I don't mind the hydrogen bubble concept. It makes more sense than big starships burning thousands of tons of hydrogen fusion fuel in a few minutes.

If the hydrogen is vented just before the jump, you don't need to worry about how fast the ship is going, only whether it's accelerating or not while it's venting. If it stops accelerating just as the hydrogen is vented, the hydrogen cloud (as a whole) and the ship will be 'stationary' relative to each other. You'd need to form the bubble very quickly though, because that hydrogen is going to disperse in a small fraction of a second.

Since the ship is moving itself and the spacetime it occupies into another dimension, spacetime in our universe is going to have to close up after it. Distortions in spacetime like that are going to manifest as gravity waves. These will propagate at the speed of light, so there may be a visual distortion, but it will be over so fast there would be no way to observe it without super-sensitive instrumentation.

The process immediately leading up to the formation of the bubble might be visible briefly as an energy discharge into the hydrogen. The spectral emissions of hydrogen are violet, cyan and red in order of increasing intensity. Depending how the ydrogen is excited, emmisisons might be in some, all or a sequence of these colours.
 
hdan said:
I don't think Jump/N is a navigation program, but rather an automation control program for the jump drive system. The more sophisticated drives take a serious amount of computing power to control correctly, and similarly complex control software.

That's how I interpret the rules. You can add Intellect and an astrogation pgm to eliminate the need of a human.
 
nats said:
BP said:
Alternate senarios:
  • Captain: WTF! Computer, lay in a course to use the gas giant as slingshot to get us to 100 D in the quickest time possible.

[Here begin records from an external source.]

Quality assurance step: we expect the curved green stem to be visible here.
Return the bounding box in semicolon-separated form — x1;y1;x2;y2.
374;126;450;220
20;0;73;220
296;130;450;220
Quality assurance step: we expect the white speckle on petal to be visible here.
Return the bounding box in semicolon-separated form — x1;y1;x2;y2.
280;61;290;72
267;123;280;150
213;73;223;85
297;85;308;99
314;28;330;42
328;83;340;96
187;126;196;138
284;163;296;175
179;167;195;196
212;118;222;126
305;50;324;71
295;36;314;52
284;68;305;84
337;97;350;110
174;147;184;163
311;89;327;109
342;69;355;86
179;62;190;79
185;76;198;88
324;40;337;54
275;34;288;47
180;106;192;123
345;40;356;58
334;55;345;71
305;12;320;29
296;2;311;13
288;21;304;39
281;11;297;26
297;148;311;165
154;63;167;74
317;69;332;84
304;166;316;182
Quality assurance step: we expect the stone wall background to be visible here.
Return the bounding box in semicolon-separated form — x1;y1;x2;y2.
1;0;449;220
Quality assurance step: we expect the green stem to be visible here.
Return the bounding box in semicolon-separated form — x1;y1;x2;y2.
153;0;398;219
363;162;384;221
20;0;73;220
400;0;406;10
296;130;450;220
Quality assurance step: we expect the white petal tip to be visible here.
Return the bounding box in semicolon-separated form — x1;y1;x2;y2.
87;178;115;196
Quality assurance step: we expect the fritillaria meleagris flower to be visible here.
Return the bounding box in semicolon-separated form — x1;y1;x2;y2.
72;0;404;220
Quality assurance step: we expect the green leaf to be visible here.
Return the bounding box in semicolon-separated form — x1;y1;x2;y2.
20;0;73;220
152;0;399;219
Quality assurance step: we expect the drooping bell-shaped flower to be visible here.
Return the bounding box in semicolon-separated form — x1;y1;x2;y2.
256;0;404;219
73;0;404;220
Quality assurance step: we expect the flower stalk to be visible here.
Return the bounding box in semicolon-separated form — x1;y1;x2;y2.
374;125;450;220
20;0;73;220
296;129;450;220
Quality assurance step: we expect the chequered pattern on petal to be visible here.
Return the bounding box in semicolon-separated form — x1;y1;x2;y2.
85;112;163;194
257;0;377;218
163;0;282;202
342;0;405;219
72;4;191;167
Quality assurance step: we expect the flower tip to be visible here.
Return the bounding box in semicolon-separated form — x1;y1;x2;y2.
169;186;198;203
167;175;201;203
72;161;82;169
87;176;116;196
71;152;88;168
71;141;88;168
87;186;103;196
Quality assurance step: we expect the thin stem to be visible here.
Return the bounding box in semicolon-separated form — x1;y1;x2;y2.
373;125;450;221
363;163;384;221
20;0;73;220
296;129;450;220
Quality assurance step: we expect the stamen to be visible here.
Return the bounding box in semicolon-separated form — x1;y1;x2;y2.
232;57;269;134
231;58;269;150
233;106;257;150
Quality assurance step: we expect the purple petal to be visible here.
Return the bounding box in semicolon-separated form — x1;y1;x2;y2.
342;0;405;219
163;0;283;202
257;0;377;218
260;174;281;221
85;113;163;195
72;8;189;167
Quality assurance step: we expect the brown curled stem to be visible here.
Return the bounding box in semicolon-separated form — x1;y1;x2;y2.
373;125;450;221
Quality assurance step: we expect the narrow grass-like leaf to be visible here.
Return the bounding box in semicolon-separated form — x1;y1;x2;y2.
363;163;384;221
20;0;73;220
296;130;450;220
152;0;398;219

  • You would never head for a gas giant if you wanted to reach the 100d limit quickly as the 100d limit for a gas giant is far larger that any planets' !

  • You neglected to consider jumping away from the gas giant - not another planet. ;)

    Bear in mind, when jumping, one doesn't have to escape the gravity well of the gas giant to reach the 100D limit - thus the gravity of the planet can be used to advantage.
 
BP said:
Bear in mind, when jumping, one doesn't have to escape the gravity well of the gas giant to reach the 100D limit - thus the gravity of the planet can be used to advantage.

Surely the gravity of any planet, gas giant or no, is going to be pretty minimal (compared to a ship's drive) at anything close to 100D.

If I got my maths right, the gravitational pul of jupiter at 50D is 0.00027 G (anyone up to checking my maths?). Even at 10D it's only 0.0068 G.

Simon Hibbs
 
simonh said:
Surely the gravity of any planet, gas giant or no, is going to be pretty minimal (compared to a ship's drive) at anything close to 100D.

If I got my maths right, the gravitational pul of jupiter at 50D is 0.00027 G (anyone up to checking my maths?). Even at 10D it's only 0.0068 G.

Simon Hibbs

Sounds correct. The surface gravity of Jupiter is only slightly more than 2 Gs...
 
Obviously, if one wouldn't look for a gravity assist unless it was an advantage... ;)

Acceleration is acceleration - a net gain, be it 1% or 20% is still a difference to a gas skimming ship fleeing for the safety of jump space.

Jupiter's equatorial surface gravity is ~2.5Gs (MgT style).